Creation and training of CS-NeuralFMUs

Tutorial by Johannes Stoljar, Tobias Thummerer

Last edit: 15.11.2023

License

# Copyright (c) 2021 Tobias Thummerer, Lars Mikelsons, Johannes Stoljar
# Licensed under the MIT license. 
# See LICENSE (https://github.com/thummeto/FMIFlux.jl/blob/main/LICENSE) file in the project root for details.

Motivation

The Julia Package FMIFlux.jl is motivated by the application of hybrid modeling. This package enables the user to integrate his simulation model between neural networks (NeuralFMU).
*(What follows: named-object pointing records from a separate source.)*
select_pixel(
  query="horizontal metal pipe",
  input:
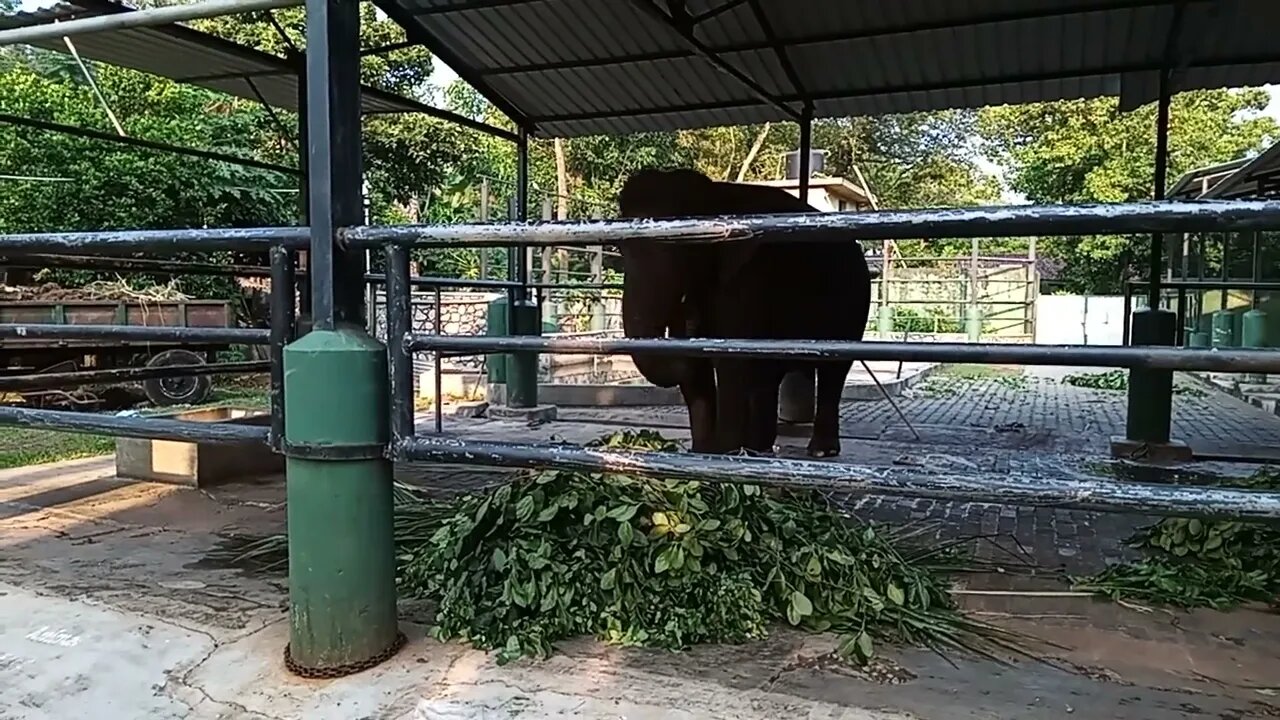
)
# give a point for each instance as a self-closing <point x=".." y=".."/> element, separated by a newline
<point x="1014" y="220"/>
<point x="150" y="17"/>
<point x="145" y="144"/>
<point x="117" y="425"/>
<point x="136" y="333"/>
<point x="156" y="241"/>
<point x="1074" y="493"/>
<point x="41" y="260"/>
<point x="1074" y="355"/>
<point x="430" y="281"/>
<point x="1210" y="285"/>
<point x="45" y="381"/>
For this, the simulation model must be exported as FMU (functional mock-up unit), which corresponds to a widely used standard. The big advantage of hybrid modeling with artificial neural networks is, that effects that are difficult to model (because they might be unknown) can be easily learned by the neural networks. For this purpose, the NeuralFMU is trained with measurement data containing the not modeled physical effect. The final product is a simulation model including the originally not modeled effects. Another big advantage of the NeuralFMU is that it works with little data, because the FMU already contains the characteristic functionality of the simulation and only the missing effects are added.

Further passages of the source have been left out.